This has been a somewhat scattered week. As I alluded to earlier, my mind has been pulled in all different directions after a week of training and listening to presentations. I really have to work on writing my ideas down somewhere, as I have them, and getting them out of my head until I’m ready to deal with them. At the moment, I’m into a few projects.
Automating development database creation
As a takeaway to the “4 hour DBA” session this weekend, I’ve decided to create a way to allow developers to create their own databases/logins in our Dev environment. Rather than grant them all db_creator and security_admin and, well, create the Wild Wild West, I’m working with one of our developers to create a web form front end that will pass required parameters to a stored procedure. The procedure will check for the existence of the database, and the existence of the requested login. If the login exists, the developer will need to provide the correct password. An application name will also be required, and will be logged along with the database name, db_owner, creation date, and the developer’s login. One of the biggest problems we have is databases in Dev that are “forgotten”. A developer requests it and somewhere down the line everyone forgets about it and what it was for to begin with and I’m left asking everyone “do you know anything about database X?” Not fun. And why me, you might ask? Because I’m the one who developed and maintains our SQL Server inventory database. Which leads me to…

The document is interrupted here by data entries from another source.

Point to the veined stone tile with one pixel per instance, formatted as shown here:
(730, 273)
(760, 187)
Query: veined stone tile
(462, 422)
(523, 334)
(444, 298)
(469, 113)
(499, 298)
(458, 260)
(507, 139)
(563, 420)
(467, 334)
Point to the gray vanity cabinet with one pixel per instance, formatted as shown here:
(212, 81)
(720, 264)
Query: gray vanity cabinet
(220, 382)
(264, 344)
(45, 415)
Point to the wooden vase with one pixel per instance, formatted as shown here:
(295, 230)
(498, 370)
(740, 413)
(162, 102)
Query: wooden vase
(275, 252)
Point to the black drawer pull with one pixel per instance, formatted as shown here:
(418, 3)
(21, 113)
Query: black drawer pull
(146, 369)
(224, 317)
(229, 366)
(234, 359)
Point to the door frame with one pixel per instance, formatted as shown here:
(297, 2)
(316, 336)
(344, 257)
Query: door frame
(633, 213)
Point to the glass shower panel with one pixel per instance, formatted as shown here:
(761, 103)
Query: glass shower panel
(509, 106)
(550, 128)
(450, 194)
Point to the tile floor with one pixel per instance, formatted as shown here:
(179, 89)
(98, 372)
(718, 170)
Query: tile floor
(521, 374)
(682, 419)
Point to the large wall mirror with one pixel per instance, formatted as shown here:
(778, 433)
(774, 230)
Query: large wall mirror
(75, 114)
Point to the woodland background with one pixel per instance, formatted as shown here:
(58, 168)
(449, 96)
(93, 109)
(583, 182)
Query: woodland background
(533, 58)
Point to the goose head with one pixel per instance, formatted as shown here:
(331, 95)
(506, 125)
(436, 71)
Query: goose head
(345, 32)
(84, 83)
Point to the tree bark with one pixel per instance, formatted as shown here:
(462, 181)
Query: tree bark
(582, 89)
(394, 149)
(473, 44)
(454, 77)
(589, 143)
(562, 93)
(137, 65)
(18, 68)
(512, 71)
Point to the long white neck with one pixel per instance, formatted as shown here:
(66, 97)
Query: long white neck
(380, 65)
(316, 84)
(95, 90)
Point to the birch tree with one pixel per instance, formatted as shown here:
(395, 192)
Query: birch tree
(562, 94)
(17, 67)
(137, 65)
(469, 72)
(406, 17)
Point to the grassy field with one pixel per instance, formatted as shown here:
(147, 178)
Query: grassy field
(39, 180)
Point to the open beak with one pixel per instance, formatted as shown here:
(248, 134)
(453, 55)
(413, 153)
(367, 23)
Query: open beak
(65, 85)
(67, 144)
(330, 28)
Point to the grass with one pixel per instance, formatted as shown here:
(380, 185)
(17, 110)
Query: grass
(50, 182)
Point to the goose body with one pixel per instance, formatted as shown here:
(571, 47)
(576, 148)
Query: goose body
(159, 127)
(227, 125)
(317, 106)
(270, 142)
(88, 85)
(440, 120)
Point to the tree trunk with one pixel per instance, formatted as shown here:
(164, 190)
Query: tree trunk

Upgrading our SQL Server inventory to 2008
A long time ago I wrote a few SSIS packages that go to each SQL Server instance and collect different information and store it in a central repository. This is in SSIS 2005 currently. It also resides in our Dev environment. Leaving it in Dev was fine for a long time, the DBAs were the only ones who used the information. But recently I’ve opened it up to other users who were looking for that information, and I’ve published some MS Reporting Services reports for our Windows Admin group to reference when they’re scheduling outages, etc. So, it needs to go to Production. And if I’m doing that, I might as well migrate it to SSIS 2008. And if I’m doing that, I might as well take another look and see if there’s a better way to do this.
Preparing a presentation
Another thing on my plate is preparing my very first presentation. At work we have monthly developer forum presentations on a variety of subjects, and I volunteered to present on SQL Server features that developers could be using but probably aren’t. (Note to self: Need to come up with a snappier title.) I’m planning on covering Service Broker, database snapshots, and data compression. All topics that I’ve covered here and I feel comfortable enough with to present to my coworkers. It’s not going to happen for a couple of months, but I really need to start organizing my thoughts and making notes.
There are other things I’m doing, of course, routine tasks that are simply part of the job. But these are the bigger ones I’m focusing on now. The ones that I’ll be working on when my instant messenger status changes to “Do Not Disturb.”